The EU Commission could “drop a bombshell” just days before Britain goes to the polls in the EU referendum by making announcements that sway the vote, MPs have been told. They heard that the Commission will be banned from donating money to the ‘in’ campaign or promoting the EU, but there is little that can be done to stop it publishing material on its website.
The revelation came during an evidence session of the Public Administration and Constitutional Affairs Committee (PACAC) which has been tasked with scrutinising the decision to omit purdah regulations for the referendum, due to be held in 2017.
Bob Posner, the Electoral Commission’s director of party and election finance, said:
“What I couldn’t say with clarity is how our enforceability would work outside the UK,” the BBC has reported.
The Committee’s chairman, Bernard Jenkin, said that that meant there was nothing to stop the Commission from “dropping a bombshell” with just days to go before the vote. Another member of the committee suggested that the Commission, which has a press office in Westminster, may also be able to make “vows” to the electorate, in much the same way as Gordon Brown had done to the people of Scotland before the Scottish referendum on independence last year.
In a break from convention, the Conservative government earlier this year unveiled plans to scrap the 28-day purdah period, in which ministers and civil servants are banned from any activity which could sway the vote.
Concerns were quickly raised by Eurosceptics, fearful that the government was attempting to tilt the scales in favour of a vote to remain within the EU. UKIP’s Chairman Steve Crowther said:
“With no guarantee from the Government that they will set and enforce fair and equal spending limits, this omission [of a purdah period] leaves the door open for the government or indeed the European Union’s agencies to make ever more appealing announcements, right up to polling day, to ‘nudge’ people towards a vote to stay in.”

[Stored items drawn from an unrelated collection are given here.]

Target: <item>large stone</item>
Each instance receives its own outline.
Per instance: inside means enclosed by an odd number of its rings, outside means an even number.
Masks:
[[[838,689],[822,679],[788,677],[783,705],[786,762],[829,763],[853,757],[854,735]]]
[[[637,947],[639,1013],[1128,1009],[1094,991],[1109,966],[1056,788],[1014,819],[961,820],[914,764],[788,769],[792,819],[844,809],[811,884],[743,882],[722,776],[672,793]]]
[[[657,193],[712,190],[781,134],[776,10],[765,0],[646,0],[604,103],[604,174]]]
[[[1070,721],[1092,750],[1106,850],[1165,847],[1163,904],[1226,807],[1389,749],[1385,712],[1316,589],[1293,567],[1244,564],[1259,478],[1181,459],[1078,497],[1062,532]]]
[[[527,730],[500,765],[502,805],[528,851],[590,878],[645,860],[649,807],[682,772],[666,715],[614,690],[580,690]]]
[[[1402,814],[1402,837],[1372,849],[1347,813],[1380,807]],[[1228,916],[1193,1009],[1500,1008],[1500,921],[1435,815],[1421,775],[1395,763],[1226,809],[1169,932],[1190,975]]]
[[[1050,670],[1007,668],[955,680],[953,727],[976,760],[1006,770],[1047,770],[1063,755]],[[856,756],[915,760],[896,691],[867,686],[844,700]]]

Owen Paterson, the former environment secretary turned Tory backbencher commented: “The purdah rule was brought in for a very good reason: to allow a fair choice on the basis of a fair distribution of material. You cannot have unlimited local government, national government or European government material distributed right up to polling day. It’s quite clearly wrong.”
Fellow Eurosceptic backbencher Bill Cash tabled an amendment to see the purdah period reinstated but it was defeated, despite being backed by 27 Conservative MPs, by Labour abstaining, allowing the government a clearer run.
The government has argued that holding a purdah period would prevent ministers from doing their jobs within the EU, but that claim is also being scrutinised by PACAC, as are concerns over the government’s plans to explain the outcome of the government’s renegotiation of EU treaties ahead of the referendum.
Lord Bew, chairman of the committee on standards in public life has said that the word “explain is open to a number of different meanings,” and that his committee would investigate whether the proposed plan breaks impartiality rules.
Mr Jenkin said: “I am advised that in no other country could the government use the machinery of government to explain the outcome of the negotiations in that fashion during the purdah period.”